Supporters pointed to state data on school-bus collisions between February 2015 and February 2024 showing 24 fatalities, 124 serious injuries and 1,029 possible injuries, and to individual cases where medical bills exceeded the current caps. Representative Bozzo said one bus rollover required appointment of a special master to divide damages under the existing $700,000 cap.

Opponents warned the increases could raise premiums for local governments and pass costs to taxpayers. Representative Todd said small local governments and insurance pools had expressed opposition because higher limits can increase premiums.

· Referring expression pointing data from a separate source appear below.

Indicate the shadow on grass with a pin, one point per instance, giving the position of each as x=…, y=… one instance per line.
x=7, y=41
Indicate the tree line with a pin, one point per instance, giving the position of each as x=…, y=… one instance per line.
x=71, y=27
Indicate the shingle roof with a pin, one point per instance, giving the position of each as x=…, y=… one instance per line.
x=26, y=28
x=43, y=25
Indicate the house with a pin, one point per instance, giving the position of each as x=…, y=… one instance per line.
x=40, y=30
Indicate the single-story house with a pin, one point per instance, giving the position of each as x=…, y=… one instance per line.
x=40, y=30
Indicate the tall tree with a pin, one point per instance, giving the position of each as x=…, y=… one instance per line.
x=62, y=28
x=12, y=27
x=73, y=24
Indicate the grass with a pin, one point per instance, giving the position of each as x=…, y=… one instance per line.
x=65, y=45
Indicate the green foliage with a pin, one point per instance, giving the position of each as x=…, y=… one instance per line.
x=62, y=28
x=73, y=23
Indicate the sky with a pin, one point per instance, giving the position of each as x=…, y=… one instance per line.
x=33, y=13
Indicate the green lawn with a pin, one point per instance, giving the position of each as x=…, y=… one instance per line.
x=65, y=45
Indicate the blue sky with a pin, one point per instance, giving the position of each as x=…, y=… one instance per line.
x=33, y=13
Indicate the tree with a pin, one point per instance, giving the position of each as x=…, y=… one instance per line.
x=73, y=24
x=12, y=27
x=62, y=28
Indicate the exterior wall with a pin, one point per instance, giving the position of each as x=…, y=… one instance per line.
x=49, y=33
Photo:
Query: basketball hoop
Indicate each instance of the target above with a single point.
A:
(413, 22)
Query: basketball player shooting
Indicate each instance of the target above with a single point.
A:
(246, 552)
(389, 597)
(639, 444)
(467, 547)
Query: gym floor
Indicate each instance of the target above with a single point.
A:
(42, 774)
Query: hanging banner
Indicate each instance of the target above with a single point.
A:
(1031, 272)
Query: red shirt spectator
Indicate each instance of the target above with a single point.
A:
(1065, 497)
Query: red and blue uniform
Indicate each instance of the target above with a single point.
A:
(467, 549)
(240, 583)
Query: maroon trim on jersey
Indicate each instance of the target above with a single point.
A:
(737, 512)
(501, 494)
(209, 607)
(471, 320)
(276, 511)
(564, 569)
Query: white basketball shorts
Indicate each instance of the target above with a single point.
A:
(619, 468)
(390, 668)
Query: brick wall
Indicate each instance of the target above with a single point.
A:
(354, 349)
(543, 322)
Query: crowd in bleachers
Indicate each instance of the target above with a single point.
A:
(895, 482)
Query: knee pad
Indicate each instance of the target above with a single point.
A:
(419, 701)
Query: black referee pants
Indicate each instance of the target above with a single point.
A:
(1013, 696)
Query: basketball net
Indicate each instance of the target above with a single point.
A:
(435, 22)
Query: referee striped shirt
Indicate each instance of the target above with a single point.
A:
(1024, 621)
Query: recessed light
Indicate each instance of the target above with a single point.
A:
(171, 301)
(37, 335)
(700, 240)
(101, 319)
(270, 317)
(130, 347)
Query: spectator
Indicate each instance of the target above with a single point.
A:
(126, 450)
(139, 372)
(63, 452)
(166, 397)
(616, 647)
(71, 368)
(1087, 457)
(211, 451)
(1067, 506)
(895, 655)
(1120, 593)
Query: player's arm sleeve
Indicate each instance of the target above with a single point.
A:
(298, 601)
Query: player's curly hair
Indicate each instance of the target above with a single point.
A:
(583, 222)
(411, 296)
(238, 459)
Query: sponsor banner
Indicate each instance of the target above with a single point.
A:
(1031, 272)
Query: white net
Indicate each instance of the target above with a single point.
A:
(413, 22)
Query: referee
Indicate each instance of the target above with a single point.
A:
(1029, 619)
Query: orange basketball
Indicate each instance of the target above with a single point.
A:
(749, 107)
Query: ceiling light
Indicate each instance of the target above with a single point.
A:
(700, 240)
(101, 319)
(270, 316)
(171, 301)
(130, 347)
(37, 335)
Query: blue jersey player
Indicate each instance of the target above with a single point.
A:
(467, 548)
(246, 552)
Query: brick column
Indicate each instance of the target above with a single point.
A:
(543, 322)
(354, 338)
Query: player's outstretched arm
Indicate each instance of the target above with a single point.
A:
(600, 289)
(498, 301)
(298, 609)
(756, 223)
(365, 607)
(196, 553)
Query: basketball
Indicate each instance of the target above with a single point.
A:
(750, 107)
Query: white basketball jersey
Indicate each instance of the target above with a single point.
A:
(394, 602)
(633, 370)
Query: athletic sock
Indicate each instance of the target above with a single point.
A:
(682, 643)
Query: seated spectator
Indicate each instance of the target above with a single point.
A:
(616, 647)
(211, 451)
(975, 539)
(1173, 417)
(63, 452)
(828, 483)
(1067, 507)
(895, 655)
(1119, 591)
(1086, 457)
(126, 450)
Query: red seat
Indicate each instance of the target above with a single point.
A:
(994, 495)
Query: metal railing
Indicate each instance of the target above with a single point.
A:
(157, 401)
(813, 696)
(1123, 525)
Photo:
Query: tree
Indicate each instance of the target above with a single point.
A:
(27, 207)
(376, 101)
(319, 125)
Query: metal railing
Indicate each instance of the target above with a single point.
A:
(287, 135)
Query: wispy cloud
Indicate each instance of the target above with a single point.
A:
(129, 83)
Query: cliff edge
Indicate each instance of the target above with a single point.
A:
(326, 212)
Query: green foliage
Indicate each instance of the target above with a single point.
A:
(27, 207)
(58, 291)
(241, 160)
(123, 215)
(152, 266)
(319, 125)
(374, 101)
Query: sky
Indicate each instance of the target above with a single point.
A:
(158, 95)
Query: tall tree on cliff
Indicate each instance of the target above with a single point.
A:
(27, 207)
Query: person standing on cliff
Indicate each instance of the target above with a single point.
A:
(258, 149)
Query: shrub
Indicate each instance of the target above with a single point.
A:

Bozzo and other supporters responded that many local insurance pools already purchase higher catastrophic limits for exposures that are uncapped under federal civil-rights statutes, and that some pools (for example Public Entity Partners, mentioned during debate) already carry larger limits.

The recorded committee vote was 5 ayes, 2 nays, 1 present-not-voting; the chair stated the ayes prevail and the bill was sent to full Judiciary as amended.

Why it matters: The GTLA limits define the maximum recoverable damages for many state-law negligence claims against local governments. Raising statutory caps changes the potential exposure for counties, cities, school districts and other local entities and may affect insurance procurement and budgets.

What happened next: The bill advances to full Judiciary for further consideration. The committee record shows detailed debate about the scale of potential awards for catastrophic injuries and the insurance-market mechanisms that local governments use to cover large claims.